As you see, I have recursive function and this function calls other function which needs impl Get<Out=...>. But this code cannot be compiled. Here's the error message.

   |
15 |     fn my_method<'a, 'b: 'a>(
   |                  -- lifetime `'a` defined here
...
27 |             .for_each(|_| {
   |                       --- lifetime `'1` represents this closure's body
28 |                 self.my_method(areas, my_bags, cnt+1).unwrap();
   |                 ^^^^^^^^^^^^^^^^^^^^^^^^^^^^^^^^^^^^^ argument requires that `'1` must outlive `'a`
   |
   = note: closure implements `FnMut`, so references to captured variables can't escape the closure

I can compile this code when I change the code as below.

impl MyViewMut<'_> {
    fn my_method<'a>(
        &mut self,
        areas: impl Get<Out=&'a Area> + Copy,
        my_bags: &mut ViewMut<MyBag>, // here!!
        cnt: i32
    ) -> Result<(), ()> {
        if cnt == 3 {
            return Ok(());
        }

        inner_func(&*my_bags, areas);
        (0..10)
            .for_each(|_| {
                self.my_method(areas, my_bags, cnt+1).unwrap();
            });

        return Ok(());
    }
}

fn inner_func<'a, 'b>(
    my_bags: impl Get<Out=&'b MyBag> + Copy, // add one more lifetime
    areas: impl Get<Out=&'a Area> + Copy,
) {
    let _ = my_bags;
    let _ = areas;
}

Is there anyway to compile this code without adding one more lifetime in inner_func? (If inner_func has more parameters, I need to add many lifetime and I think it doesn't seem good.) What's the best and general way to fix this code?

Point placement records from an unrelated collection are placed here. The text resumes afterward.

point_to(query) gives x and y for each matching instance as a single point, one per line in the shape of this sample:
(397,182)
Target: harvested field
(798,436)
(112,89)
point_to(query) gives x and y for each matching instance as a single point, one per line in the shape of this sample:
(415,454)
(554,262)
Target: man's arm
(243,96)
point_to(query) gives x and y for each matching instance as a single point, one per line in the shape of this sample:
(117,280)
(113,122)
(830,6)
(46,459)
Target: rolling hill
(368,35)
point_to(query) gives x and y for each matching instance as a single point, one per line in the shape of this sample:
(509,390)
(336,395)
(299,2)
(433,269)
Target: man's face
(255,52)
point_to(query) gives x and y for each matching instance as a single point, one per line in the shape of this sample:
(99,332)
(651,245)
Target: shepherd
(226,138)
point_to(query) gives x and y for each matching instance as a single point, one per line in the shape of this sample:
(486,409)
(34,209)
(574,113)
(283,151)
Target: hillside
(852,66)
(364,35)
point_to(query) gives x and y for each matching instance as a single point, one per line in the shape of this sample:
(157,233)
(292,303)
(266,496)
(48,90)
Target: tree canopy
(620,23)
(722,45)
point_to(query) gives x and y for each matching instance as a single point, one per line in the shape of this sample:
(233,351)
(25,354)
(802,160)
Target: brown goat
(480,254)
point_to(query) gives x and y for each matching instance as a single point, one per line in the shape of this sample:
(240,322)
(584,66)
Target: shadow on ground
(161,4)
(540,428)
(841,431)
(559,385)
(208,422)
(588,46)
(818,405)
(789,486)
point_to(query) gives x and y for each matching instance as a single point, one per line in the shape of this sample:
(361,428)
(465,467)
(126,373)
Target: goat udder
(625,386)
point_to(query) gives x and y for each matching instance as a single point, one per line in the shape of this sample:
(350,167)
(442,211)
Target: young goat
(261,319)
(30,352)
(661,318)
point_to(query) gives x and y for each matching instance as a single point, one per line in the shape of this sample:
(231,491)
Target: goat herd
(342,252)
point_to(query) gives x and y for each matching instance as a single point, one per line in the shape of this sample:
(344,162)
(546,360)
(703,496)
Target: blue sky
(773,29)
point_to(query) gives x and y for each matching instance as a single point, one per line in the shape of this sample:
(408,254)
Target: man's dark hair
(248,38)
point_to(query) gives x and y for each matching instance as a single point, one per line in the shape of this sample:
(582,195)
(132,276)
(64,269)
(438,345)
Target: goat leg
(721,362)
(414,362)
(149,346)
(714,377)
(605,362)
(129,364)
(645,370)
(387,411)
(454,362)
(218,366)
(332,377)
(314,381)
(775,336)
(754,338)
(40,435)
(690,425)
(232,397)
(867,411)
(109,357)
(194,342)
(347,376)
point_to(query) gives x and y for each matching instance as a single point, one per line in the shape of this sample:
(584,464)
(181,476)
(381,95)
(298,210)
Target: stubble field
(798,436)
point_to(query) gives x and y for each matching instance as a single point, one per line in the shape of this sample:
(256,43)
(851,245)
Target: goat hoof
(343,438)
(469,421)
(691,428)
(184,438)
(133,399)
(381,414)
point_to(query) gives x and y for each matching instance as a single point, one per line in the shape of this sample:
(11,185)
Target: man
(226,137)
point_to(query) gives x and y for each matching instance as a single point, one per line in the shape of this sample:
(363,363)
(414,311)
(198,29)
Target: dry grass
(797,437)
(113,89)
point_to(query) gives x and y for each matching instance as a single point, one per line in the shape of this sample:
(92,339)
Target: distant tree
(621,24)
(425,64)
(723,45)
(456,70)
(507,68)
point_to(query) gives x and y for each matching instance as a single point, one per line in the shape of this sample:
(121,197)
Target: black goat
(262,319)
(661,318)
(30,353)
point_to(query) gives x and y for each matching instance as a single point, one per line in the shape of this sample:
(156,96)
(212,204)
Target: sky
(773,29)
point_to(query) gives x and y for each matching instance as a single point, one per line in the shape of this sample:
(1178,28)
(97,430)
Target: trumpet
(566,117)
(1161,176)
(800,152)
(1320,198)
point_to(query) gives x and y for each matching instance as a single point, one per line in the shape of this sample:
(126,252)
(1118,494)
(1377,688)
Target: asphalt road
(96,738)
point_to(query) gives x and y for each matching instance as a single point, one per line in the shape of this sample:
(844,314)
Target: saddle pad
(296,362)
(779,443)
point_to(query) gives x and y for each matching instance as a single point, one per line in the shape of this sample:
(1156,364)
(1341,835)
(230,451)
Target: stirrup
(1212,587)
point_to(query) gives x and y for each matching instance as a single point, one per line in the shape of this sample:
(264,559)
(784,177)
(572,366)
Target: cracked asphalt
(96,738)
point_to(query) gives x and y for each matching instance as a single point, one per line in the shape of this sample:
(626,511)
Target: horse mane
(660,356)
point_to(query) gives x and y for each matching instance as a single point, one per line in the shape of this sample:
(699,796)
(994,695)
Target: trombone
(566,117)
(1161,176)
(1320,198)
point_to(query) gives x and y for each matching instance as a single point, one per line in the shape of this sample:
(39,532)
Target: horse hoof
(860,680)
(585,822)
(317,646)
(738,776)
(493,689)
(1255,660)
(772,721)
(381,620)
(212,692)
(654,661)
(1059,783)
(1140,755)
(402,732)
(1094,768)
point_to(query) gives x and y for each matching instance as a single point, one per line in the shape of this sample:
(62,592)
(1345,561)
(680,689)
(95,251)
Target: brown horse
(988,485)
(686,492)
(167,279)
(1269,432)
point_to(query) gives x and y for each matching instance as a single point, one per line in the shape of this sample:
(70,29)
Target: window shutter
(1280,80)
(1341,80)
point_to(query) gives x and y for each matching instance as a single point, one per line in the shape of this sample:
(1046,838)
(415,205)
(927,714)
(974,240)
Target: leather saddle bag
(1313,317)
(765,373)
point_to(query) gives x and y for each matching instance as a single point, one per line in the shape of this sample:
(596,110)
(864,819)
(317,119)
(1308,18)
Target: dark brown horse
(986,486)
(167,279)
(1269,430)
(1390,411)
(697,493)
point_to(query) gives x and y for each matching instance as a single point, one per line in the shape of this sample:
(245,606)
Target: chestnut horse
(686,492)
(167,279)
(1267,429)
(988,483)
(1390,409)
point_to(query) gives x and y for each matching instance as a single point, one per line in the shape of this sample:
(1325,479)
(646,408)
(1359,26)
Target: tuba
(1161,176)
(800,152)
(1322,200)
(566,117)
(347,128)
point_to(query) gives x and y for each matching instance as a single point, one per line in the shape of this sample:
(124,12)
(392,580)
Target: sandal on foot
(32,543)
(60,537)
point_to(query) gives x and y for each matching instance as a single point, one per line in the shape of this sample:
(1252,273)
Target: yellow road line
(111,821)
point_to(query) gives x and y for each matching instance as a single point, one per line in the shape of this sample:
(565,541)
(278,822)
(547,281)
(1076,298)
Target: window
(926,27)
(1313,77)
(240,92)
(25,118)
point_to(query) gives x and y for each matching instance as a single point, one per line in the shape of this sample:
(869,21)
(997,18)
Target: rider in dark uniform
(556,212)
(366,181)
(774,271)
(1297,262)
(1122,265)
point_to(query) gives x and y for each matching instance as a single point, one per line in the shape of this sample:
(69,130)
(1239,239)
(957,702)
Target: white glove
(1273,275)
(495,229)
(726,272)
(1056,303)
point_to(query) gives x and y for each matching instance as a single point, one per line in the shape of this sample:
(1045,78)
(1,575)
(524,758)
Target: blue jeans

leudz commented 1 year ago

I'm afraid there is no other way. I've been trying to find a way but I think the core of the issue is impl Get<Out=&'a Area> and it can't be changed. Usually with shared references the compiler can bend the lifetime but I don't think it can in this case.

There is in theory a way to make it work: having a function to go from &ViewMut to View. This way you could change impl Get to View. But I'm not sure if this safe, none of the std types have it. Tokio has something close but it takes the ViewMut by value.

leudz commented 1 year ago

I created a post on the forum asking if the function would be safe https://users.rust-lang.org/t/rwlockwriteguard-as-rwlockreadguard/94298.

leudz commented 1 year ago

Ok so I have not one but two ways to make it work.

  1. Use the new ViewMut::as_view to get a View and use it to call inner_func.
  2. Instead of impl Get<Out=&'a Area> + Copy use &SparseSet<Area>. I added an impl Get for &SparseSet and will work for both View and ViewMut, you might have to add a & or two.